On Brexit, the prime minister restated the position she set out in Florence last month but said her government was preparing for the possibility that there would be no deal with the European Union before the UK left the bloc.

“I believe it is profoundly in all our interests for the negotiations to succeed. But I know that are some are worried whether we are prepared in the event that they do not. It is our responsibility as a government to prepare for every eventuality. And let me reassure everyone in this hall: that is exactly what we are doing.”

Theresa May’s speech: letters begin to fall off the backdrop during the British prime minister’s keynote appearance at the Conservative Party conference in Manchester. Photograph: Carl Court/Getty
Theresa May’s speech: letters begin to fall off the backdrop during the British prime minister’s keynote appearance at the Conservative Party conference in Manchester. Photograph: Carl Court/Getty

Within minutes of the start of her speech she was interrupted by the comedian Simon Brodkin, who handed her a printed P45, saying her foreign secretary, Boris Johnson, had told him to do so. Mr Brodkin, who uses the stage name Lee Nelson, has carried out a number of high-profile pranks, interrupting a performance by Kanye West and throwing dollar bills over the former Fifa president Sepp Blatter.

Police detained him briefly but released him without charge, as the Conservatives said they were investigating how he had obtained credentials for the conference. “In light of the arrest during the prime minister’s speech we are working with the police to review the accreditation process and security arrangements,” the party said in a statement.

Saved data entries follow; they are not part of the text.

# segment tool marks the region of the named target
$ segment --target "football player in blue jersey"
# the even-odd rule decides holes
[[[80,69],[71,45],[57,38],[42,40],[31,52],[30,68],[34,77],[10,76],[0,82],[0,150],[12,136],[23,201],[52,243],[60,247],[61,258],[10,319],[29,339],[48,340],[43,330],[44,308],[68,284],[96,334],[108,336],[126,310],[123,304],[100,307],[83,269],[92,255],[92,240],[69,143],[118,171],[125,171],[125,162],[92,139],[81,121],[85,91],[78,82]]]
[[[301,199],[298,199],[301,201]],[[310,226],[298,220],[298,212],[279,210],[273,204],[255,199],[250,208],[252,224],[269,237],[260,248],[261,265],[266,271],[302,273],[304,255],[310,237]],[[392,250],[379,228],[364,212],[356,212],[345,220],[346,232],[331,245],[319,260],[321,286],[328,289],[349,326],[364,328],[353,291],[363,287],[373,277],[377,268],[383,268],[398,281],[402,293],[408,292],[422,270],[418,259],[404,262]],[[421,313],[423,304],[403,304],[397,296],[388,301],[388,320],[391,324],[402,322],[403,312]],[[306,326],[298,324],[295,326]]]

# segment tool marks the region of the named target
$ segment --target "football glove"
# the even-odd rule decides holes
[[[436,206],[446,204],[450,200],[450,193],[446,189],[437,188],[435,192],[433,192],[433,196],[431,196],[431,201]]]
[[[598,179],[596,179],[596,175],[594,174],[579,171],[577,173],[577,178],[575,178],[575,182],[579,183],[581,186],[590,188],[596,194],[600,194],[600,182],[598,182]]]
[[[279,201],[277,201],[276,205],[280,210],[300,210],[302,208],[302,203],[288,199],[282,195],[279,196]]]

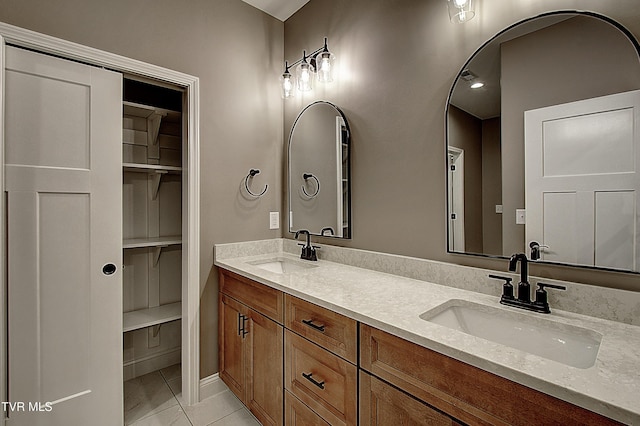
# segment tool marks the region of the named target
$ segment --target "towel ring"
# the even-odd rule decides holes
[[[302,177],[304,178],[305,182],[307,181],[307,179],[309,178],[313,178],[316,181],[316,192],[314,192],[313,194],[309,194],[306,190],[306,188],[304,187],[304,185],[302,185],[302,192],[304,192],[304,195],[306,195],[309,198],[316,198],[318,196],[318,193],[320,192],[320,181],[318,180],[317,177],[315,177],[313,174],[311,173],[304,173],[302,175]]]
[[[265,184],[264,185],[264,189],[262,190],[261,193],[259,194],[255,194],[253,193],[250,189],[249,189],[249,178],[253,178],[255,175],[257,175],[258,173],[260,173],[260,170],[258,169],[251,169],[249,170],[249,174],[247,175],[246,178],[244,178],[244,187],[247,190],[247,192],[249,193],[249,195],[251,195],[252,197],[255,198],[260,198],[262,197],[266,192],[267,192],[267,188],[269,188],[269,185]]]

Soon after the prankster’s interruption Ms May had the first of a succession of prolonged coughing fits, which saw her lose her voice a number of times during the speech. Cabinet colleagues led the delegates in a number of standing ovations aimed at giving the prime minister, who had been suffering from a cold throughout the conference, some respite during the coughing fits.

Ms May ended her speech by calling on her ministers to put aside personal ambition to focus on the challenge of dealing with issues she acknowledged would be difficult. “The test of a leader is how you respond when tough times come upon you. When faced with challenge, if you emerge stronger. When confronted with adversity, if you find the will to pull through,” she said.

Cabinet colleagues praised the prime minister after the speech, suggesting that the public would admire her determination to carry on despite her cough. The Scottish Conservative leader Ruth Davidson said in a tweet that she had “huge respect” for Ms May. “If ever the PM needed a metaphor for service and duty and resolution through adversity, that battling performance was it,” she said.